Seeking justice

Law professor delves into wrongful convictions with popular podcast

Colin Miller is on a mission.

Miller, a law professor, is a host of the popular podcast “Undisclosed,” which delves into what its producers believe to be wrongful convictions. The podcast spawned from the well-known case of Adnan Syed, the subject of Sarah Koenig’s successful “Serial” series.

“Serial” documents the case of Syed, granted a new trial this past fall after being convicted of the murder of his ex-girlfriend in 2000. Miller and fellow lawyers and podcast contributors Susan Simpson and Rabia Chaudry had blogged about the case extensively, but wanted to reach a wider audience.

“Rabia was giving talks around the country about some of what we’d been reporting on our blogs, and while most of the audience had listened to ‘Serial,’ not as many had read the blogs,” Miller says. “So the idea was, let’s go ahead and turn that into a podcast to reach a wider audience.

“It’s a good opportunity for people to hear about these cases and shine a light on injustice.”

“Undisclosed” has also examined the cases of Joey Watkins, a Georgia man convicted of murder in 2001, and Jamar Huggins, an Horry County, S.C., man found guilty of burglary, kidnapping and armed robbery in 2014. A new episode scrutinizing the death of Baltimore man Freddie Gray has recently joined the rotation.

The goal is to educate the public and hopefully to get justice for some of these people who have been wrongfully convicted.

Colin Miller

In all the podcast cases, there are questions surrounding those convictions, from allegations of withheld evidence to judicial misconduct. Miller often writes and narrates the episodes, which are sometimes an hour or more in length, and splices in bits of audio from the case files as well as scene-setting music.

“Undisclosed” has gotten slightly more than 163 million hits since it launched in April 2015.

“I always love it when I’m able to reach people about the law and educate them,” Miller says. “That was the goal with the blog, and the podcast was an interesting new medium to educate the public.
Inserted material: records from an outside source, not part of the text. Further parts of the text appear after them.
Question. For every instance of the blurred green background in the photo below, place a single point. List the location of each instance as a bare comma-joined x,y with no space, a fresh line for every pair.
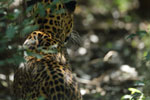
114,54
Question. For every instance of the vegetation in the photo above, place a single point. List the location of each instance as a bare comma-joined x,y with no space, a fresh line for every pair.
113,59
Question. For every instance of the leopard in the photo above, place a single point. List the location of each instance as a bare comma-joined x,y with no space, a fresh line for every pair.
46,73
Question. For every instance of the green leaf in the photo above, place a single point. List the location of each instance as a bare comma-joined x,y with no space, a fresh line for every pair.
133,90
10,32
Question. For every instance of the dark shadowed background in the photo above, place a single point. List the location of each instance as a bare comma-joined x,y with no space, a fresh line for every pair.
113,56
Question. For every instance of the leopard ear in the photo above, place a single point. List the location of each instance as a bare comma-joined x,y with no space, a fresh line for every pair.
71,5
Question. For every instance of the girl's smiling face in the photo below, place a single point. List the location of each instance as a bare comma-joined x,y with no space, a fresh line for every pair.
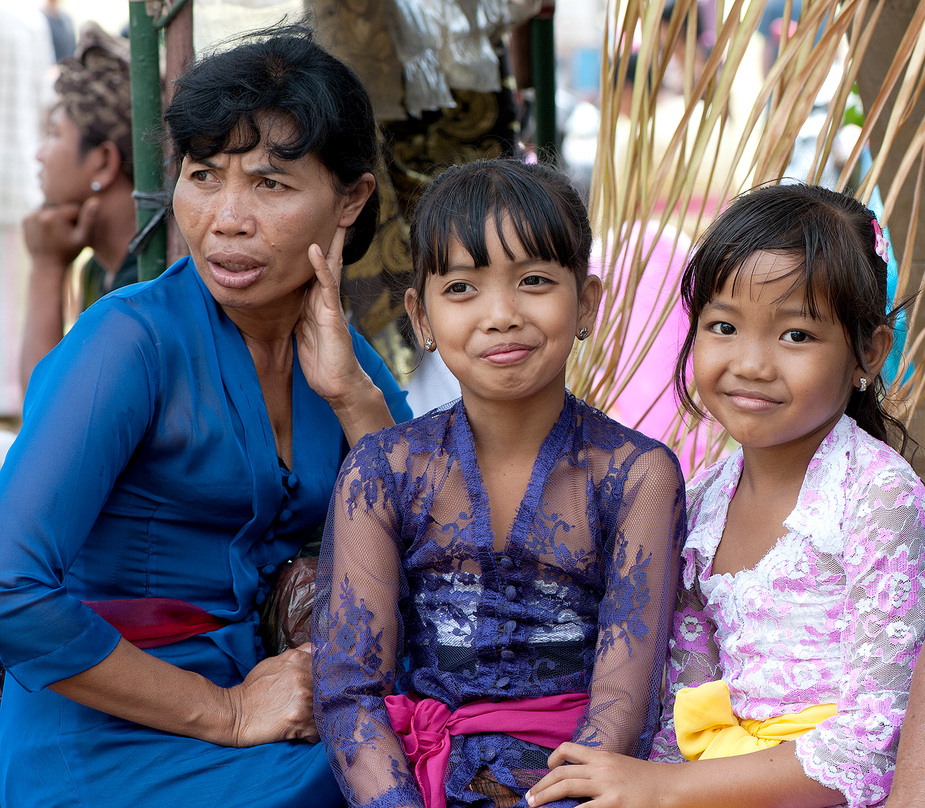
504,330
768,372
“It’s much more accessible than having to go and read through a 1,000-word blog post. You can include audio clips from the case, have some music transitions, and make it more entertaining than just reading some dry prose.”

Cases come to the attention of “Undisclosed” in various ways. After the first season, the producers put out a call, and a response from the Georgia Innocence Project led them to the Watkins. That organization has filed a request for a new trial in January for Watkins, alleging the state withheld evidence and a juror acted inappropriately.
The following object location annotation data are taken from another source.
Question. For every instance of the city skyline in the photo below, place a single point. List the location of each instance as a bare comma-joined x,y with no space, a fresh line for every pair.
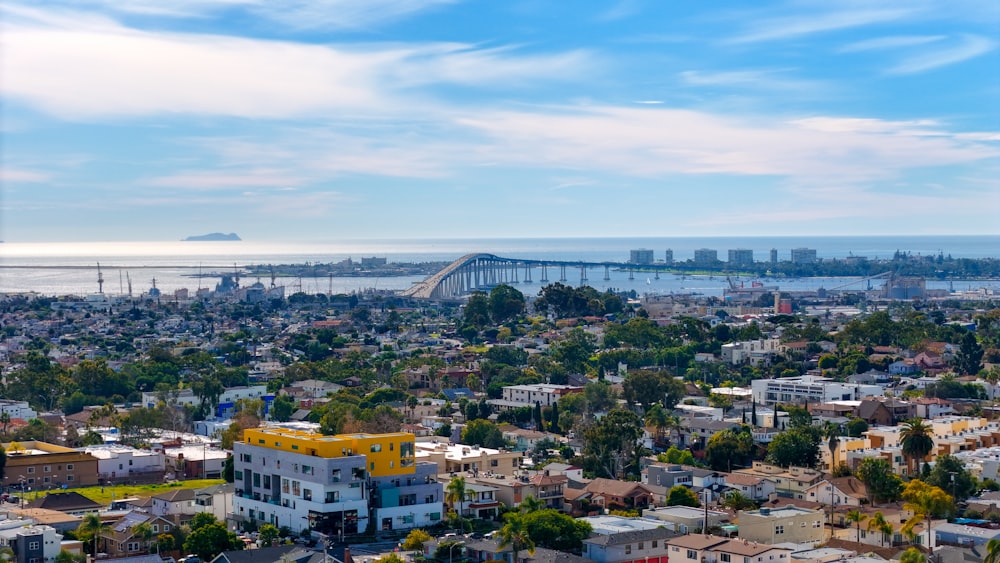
448,118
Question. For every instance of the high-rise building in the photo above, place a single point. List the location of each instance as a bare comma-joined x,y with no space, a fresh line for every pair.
640,256
705,256
740,257
339,485
803,255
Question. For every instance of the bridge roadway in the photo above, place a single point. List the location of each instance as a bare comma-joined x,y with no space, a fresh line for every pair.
473,272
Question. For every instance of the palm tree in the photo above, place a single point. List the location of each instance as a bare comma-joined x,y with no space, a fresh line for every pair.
456,492
832,433
91,525
992,551
917,440
857,517
515,534
880,524
657,418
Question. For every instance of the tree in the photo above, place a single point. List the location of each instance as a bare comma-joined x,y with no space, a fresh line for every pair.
913,555
917,440
268,534
209,540
553,529
882,483
456,492
736,500
505,303
798,447
950,474
857,517
992,551
90,529
282,408
925,501
969,360
611,442
514,533
680,495
879,524
416,539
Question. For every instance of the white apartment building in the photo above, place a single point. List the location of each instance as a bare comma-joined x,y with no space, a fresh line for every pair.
545,394
115,461
809,388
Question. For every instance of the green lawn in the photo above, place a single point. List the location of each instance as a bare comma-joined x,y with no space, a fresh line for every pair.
104,494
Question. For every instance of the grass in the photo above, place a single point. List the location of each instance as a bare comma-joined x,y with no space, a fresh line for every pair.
103,495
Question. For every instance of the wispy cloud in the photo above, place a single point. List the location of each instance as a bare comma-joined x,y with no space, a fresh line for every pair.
968,47
892,42
772,29
87,68
19,176
300,14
In Huggins’ case, news articles piqued the podcast’s interest, Miller says.   

“We have many more requests than we can do,” Miller says. “It’s always just a question of reviewing whatever has been sent to us and maybe asking for additional documents. We want to ensure that a case we’re doing is truly a wrongful conviction, and something that the listeners would find interesting. It’s also helpful to us if there’s some good audio that we can use. Buy-in from the family, the defendant and the attorney is huge.”

Talking with family members about such intense subject matter can get emotional, Miller says. The best moment of his podcasting career so far, he says, came when Syed was granted a new trial.

“The goal is to educate the public and hopefully to get justice for some of these people who have been wrongfully convicted,” he says. “It takes some time getting there, but once you’ve done all the research and you’ve dug into it, you can see whether justice has been done or not.”